А хозяйка храпит на весь дом. И машины, не задерживаясь, пробегают мимо, возят силосную массу к траншеям из степи. То, как полуденной знойной донской водой, затопят хатенку светом своих огней, то опять уносят их вглубь ночной степи. Нанизываются на нитку шляха, как желтые и красные, большие и маленькие мониста у Шелоро.

Все-таки дождалась от него этих слов: «Ты, Настя, славная». Нет, это хорошо, что Клавдия тогда удержалась, так ничего и не рассказала Ване. Если бы она не удержалась и рассказала вгорячах, еще неизвестно, что бы теперь было.

Хорошо, что в этот момент Вани как раз не было дома – уехал за Дон, – и так получилось, что Нюра, встревоженная ее бурными слезами, стала успокаивать ее, как подружку, и невольно заставила рассказать ей все. И если даже на Нюру тогда так подействовало, когда она узнала, что Ваня ей не брат, то есть брат, но совсем по-другому, то что же тогда могло произойти с Ваней, если б он узнал? Но Нюра же, умница, и уговорила ее не рассказывать пока Ване. «А там, мама, видно будет». И Ваня, ни о чем не подозревая, уехал сдавать экзамены, и вообще в хуторе так никто и не узнал ничего, хоть и страшно удивлялись внезапному отъезду Будулая и рассудили, что это он, значит, к своим подался. Цыганская кровь потянула, голос крови. Если бы они узнали, что Будулай из хутора от родного сына ушел, что бы они тогда говорили об этом самом голосе крови?! И Лущилиха молчит, как воды в рот набрала, хоть и допытывались у нее женщины, как это Будулай перед самым своим бегством из хутора оказался у нее в доме и с какой бы это радости там случился с ним приступ. «Это вы у него спросите, а ко мне он заходил моего сибирькового выпить», – упорно отвечала всем Лущилиха одними и теми же словами, пока от нее не отстали. Но и к Клавдии она с того самого дня не показывает глаз, а, завидев издали где-нибудь на улице, спешит свернуть в ближайшую калитку.
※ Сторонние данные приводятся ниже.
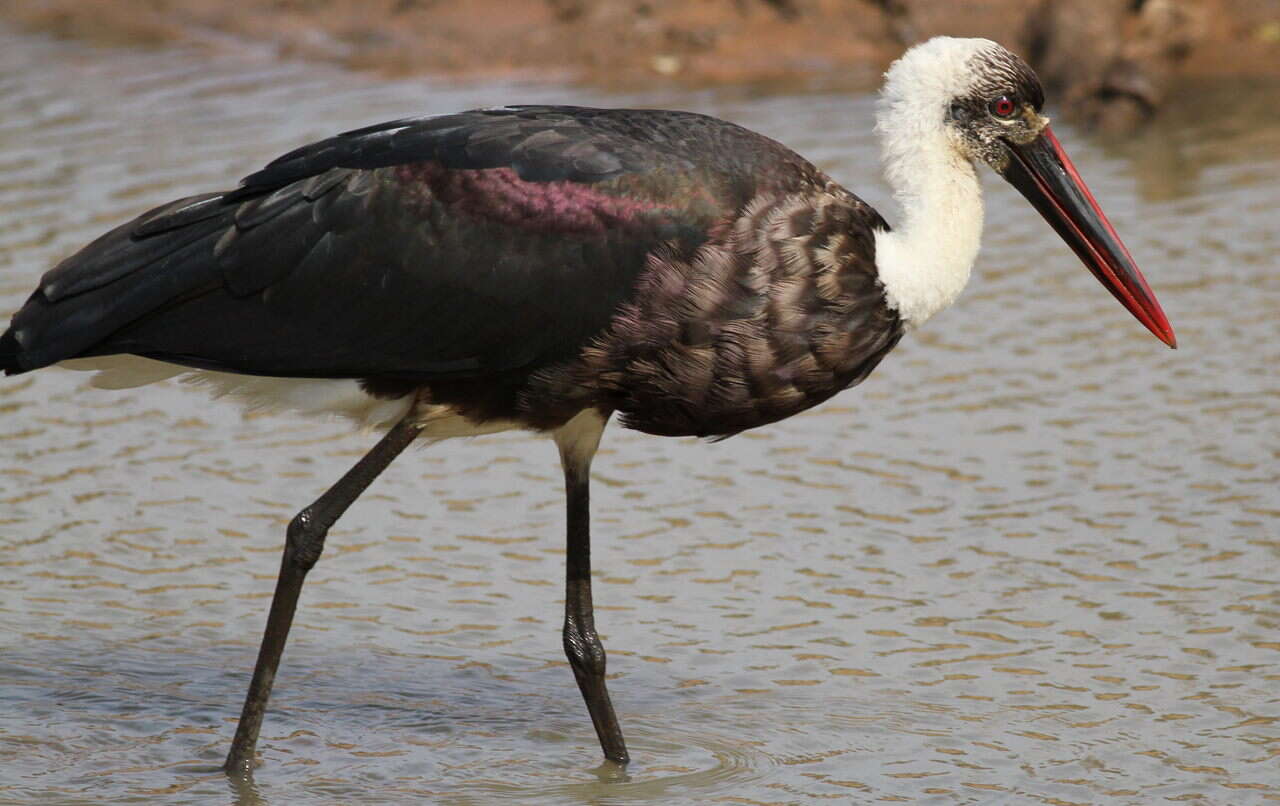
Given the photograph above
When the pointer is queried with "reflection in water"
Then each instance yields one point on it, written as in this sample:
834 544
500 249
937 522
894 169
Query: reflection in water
1032 561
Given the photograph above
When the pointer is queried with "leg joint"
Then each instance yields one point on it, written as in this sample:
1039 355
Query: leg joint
305 539
584 649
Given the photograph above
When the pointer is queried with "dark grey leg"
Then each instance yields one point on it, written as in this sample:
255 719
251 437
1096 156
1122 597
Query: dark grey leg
302 546
581 642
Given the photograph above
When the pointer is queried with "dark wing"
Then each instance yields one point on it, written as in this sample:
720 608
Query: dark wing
458 244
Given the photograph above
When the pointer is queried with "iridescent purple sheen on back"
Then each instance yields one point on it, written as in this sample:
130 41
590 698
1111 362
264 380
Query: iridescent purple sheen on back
502 196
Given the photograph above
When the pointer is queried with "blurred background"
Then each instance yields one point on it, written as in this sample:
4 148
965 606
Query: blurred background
1111 62
1033 559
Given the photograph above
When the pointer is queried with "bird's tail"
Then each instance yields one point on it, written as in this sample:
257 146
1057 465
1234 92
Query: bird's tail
9 352
110 283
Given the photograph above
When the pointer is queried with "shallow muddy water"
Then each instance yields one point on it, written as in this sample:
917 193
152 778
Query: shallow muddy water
1033 559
Никто ничего не знает и не должен знать. Умница Нюра.

– Ну хорошо, я тоже с тобой выпью, налей мне, Будулай. А то, хочешь, сядем с тобой на мой мотоцикл и поедем в степь.

– Зачем?

– Я там знаю одно хорошее место, ягори разожжем. Я тебе наши песни буду петь и, если только захочешь, станцую для тебя. Для одного тебя – и не в клубе, а в степи, хочешь?!

Так, значит, ягори – это по-ихнему костер. Вот так можно жизнь прожить и не узнать того единственного слова, от которого, оказывается, может зависеть очень многое. Надеется, значит, что если так и не сумела его здесь словами приворожить, то, может быть, сумеет там, у цыганского костра. Думает, там ей помогут и ее песни, и пляски, и сама степь.

Цыгане же испокон степные люди, и все у них всегда происходит в степи. И родятся, и любятся, и умирают. Там они, конечно, на своем языке скорее друг дружку смогут понять. Ох и хитрая же она, хоть и молодая совсем. И слово-то какое – ягори, так и впивается в сердце. А тут ни единого цыганского словечка не знаешь. А хозяйка со своей койки поливает, как немецкий пулемет с буфа по степи. И машины проносятся мимо, как смерчи. Ш-ш-шарк – и уже не слышно.

– Уже совсем поздно, Настя, но если ты хочешь, то давай съездим.

– Ты только отвернись на минутку, Будулай, я индыраку надену. Не могу же я у ягори по-цыгански в этих стильных штанах танцевать.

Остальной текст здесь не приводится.